You bring up a good point!
We’ll actually be publishing a complete review of the Coachmen Cross Trek in the coming weeks. If you can hang on a while, it should answer a lot of questions.
But the short answer to your question is – yes, I would expect one to two hours of continuous AC run time with that battery and the engine *not* running.
(We live in the desert southwest, our air conditioners do not “cycle”.)
What role did the solar play in slowing the rate of depletion?
James, what size tires does parky have?
Thanks James. I bought the same set up for my 2019 59K. I read the 245 were used with success – they are too big. Keep up the great work!!!
Hey From Sweden.
It would be great to hear if you could consider change from a G to a K. And if not, explain littel about why not. You’ve actually lived in both a G and K floorplan for an extended period of time. It would be great to hear how each floor plan worked for you in your travels.
Keep up the great work
Both floor plans have their strong points, but I don’t think we’ll be switching any time soon.
Couple of questions regarding Parky vs. Lance. How are you guys feeling about the K layout vs. your modified G layout in Lance? Do you miss the garage? Seems like you went to a trailer for the bikes, anyway, with Lance, so maybe you aren’t missing the garage? What do you think about the smaller fridge in the K–especially on your extended trip? Do you ever run the AC from your lithium setup in Lance?
The G vs K thing is a topic for another day. Remember, our Lance is not a standard G in terms of floor plan, so our opinions will be different.

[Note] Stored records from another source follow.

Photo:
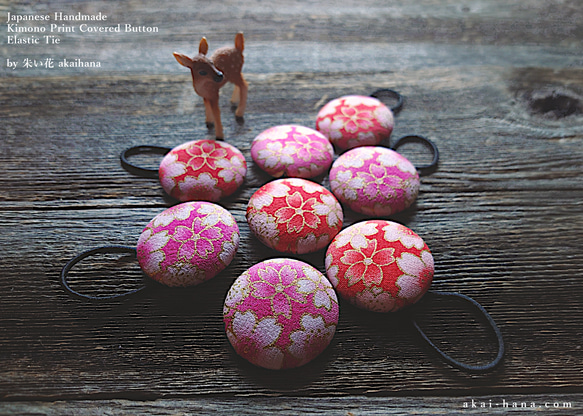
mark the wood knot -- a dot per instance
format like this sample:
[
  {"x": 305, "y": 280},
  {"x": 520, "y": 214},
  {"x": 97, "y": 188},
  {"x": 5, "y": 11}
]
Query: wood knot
[{"x": 554, "y": 104}]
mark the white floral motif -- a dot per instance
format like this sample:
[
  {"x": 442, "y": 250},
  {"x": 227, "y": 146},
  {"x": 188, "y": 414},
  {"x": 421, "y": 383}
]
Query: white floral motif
[
  {"x": 345, "y": 186},
  {"x": 375, "y": 299},
  {"x": 307, "y": 186},
  {"x": 229, "y": 249},
  {"x": 279, "y": 286},
  {"x": 384, "y": 116},
  {"x": 310, "y": 243},
  {"x": 378, "y": 182},
  {"x": 314, "y": 282},
  {"x": 314, "y": 336},
  {"x": 197, "y": 239},
  {"x": 238, "y": 292},
  {"x": 267, "y": 192},
  {"x": 184, "y": 273},
  {"x": 355, "y": 158},
  {"x": 415, "y": 270},
  {"x": 204, "y": 182},
  {"x": 396, "y": 232},
  {"x": 176, "y": 213},
  {"x": 214, "y": 214},
  {"x": 331, "y": 270},
  {"x": 356, "y": 235},
  {"x": 152, "y": 244},
  {"x": 275, "y": 152},
  {"x": 330, "y": 208},
  {"x": 264, "y": 226},
  {"x": 232, "y": 169},
  {"x": 256, "y": 339},
  {"x": 203, "y": 153}
]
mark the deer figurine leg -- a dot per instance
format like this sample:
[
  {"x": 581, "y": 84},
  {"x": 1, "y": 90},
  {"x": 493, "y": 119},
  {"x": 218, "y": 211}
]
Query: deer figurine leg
[
  {"x": 213, "y": 104},
  {"x": 242, "y": 87}
]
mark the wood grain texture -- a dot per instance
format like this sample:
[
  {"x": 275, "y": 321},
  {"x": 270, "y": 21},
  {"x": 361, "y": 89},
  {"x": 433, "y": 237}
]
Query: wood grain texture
[
  {"x": 345, "y": 406},
  {"x": 498, "y": 87}
]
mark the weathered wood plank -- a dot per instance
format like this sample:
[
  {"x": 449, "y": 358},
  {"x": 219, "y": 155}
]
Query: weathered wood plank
[
  {"x": 499, "y": 88},
  {"x": 352, "y": 405}
]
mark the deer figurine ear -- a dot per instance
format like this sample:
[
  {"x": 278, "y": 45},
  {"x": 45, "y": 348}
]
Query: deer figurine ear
[
  {"x": 183, "y": 59},
  {"x": 203, "y": 46}
]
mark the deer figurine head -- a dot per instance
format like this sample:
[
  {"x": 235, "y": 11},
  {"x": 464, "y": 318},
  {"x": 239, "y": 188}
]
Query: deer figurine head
[{"x": 210, "y": 74}]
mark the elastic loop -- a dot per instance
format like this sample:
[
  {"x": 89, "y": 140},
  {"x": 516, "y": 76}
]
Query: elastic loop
[
  {"x": 136, "y": 150},
  {"x": 422, "y": 169},
  {"x": 88, "y": 253},
  {"x": 396, "y": 109},
  {"x": 466, "y": 367}
]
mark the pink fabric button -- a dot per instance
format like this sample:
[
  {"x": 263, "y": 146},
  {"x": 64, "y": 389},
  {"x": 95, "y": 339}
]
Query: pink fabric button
[
  {"x": 294, "y": 215},
  {"x": 202, "y": 170},
  {"x": 379, "y": 265},
  {"x": 355, "y": 120},
  {"x": 374, "y": 180},
  {"x": 188, "y": 243},
  {"x": 293, "y": 151},
  {"x": 280, "y": 313}
]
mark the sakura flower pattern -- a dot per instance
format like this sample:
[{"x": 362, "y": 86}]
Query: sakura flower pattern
[
  {"x": 294, "y": 215},
  {"x": 292, "y": 151},
  {"x": 379, "y": 265},
  {"x": 188, "y": 243},
  {"x": 355, "y": 120},
  {"x": 374, "y": 181},
  {"x": 280, "y": 313},
  {"x": 202, "y": 170}
]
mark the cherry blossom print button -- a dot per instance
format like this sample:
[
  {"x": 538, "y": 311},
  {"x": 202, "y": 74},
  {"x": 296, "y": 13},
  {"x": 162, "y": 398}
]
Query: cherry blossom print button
[
  {"x": 294, "y": 215},
  {"x": 374, "y": 180},
  {"x": 188, "y": 243},
  {"x": 379, "y": 265},
  {"x": 292, "y": 151},
  {"x": 202, "y": 170},
  {"x": 355, "y": 120},
  {"x": 280, "y": 314}
]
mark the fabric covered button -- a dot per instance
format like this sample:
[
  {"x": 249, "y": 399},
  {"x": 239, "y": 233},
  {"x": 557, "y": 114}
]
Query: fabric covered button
[
  {"x": 280, "y": 313},
  {"x": 294, "y": 215},
  {"x": 293, "y": 151},
  {"x": 188, "y": 243},
  {"x": 355, "y": 120},
  {"x": 379, "y": 265},
  {"x": 202, "y": 170},
  {"x": 374, "y": 180}
]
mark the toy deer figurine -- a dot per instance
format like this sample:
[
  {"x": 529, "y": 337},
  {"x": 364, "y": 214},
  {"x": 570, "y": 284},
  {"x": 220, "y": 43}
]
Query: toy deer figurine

Though I can tell you that in Lance, we only need to take the trailer if we are bringing along BOTH nice road bikes and Mel. Otherwise, we can just use Lance as intended. In Parky, we have to bring the trailer every time we want to bring our nice bikes. Which is pretty much all the time.
The smaller fridge is, well, smaller, and less convenient to access.
Yes, we run the AC from Lance’s lithium set up all the time.
Ah, I see.
So if you time your driving properly the charging bit is a freebie so it’s fuel well spent. But driving it just to charge it is not doing the multipurpose system justice so its fuel not well spent…
That’s not a bad way to look at it. Although it doesn’t *hurt* anything to just run it to charge it.
Thanks for the extra 100-points I got the joke theory question ( Weimers cat in a box ).
My question, as I did not see in notes or in video. I was Curious about the A/C, BTUs.
As coachmen has gone to a bigger A/C with more BTU as this will reduce overall cooling time and has made it possible to extend shore to Battery solo time from 8-hrs to 10-hours.
Thanks love your camp notes, stories and over all reports. As always well done.
The air conditioner in the National Parks Foundation Limited Edition Travato is a 13,500 BTU Coleman Mach 10 NDQ. Depending on conditions, it runs at anywhere from 9-11 amps, but I’ve never seen it go higher than 13.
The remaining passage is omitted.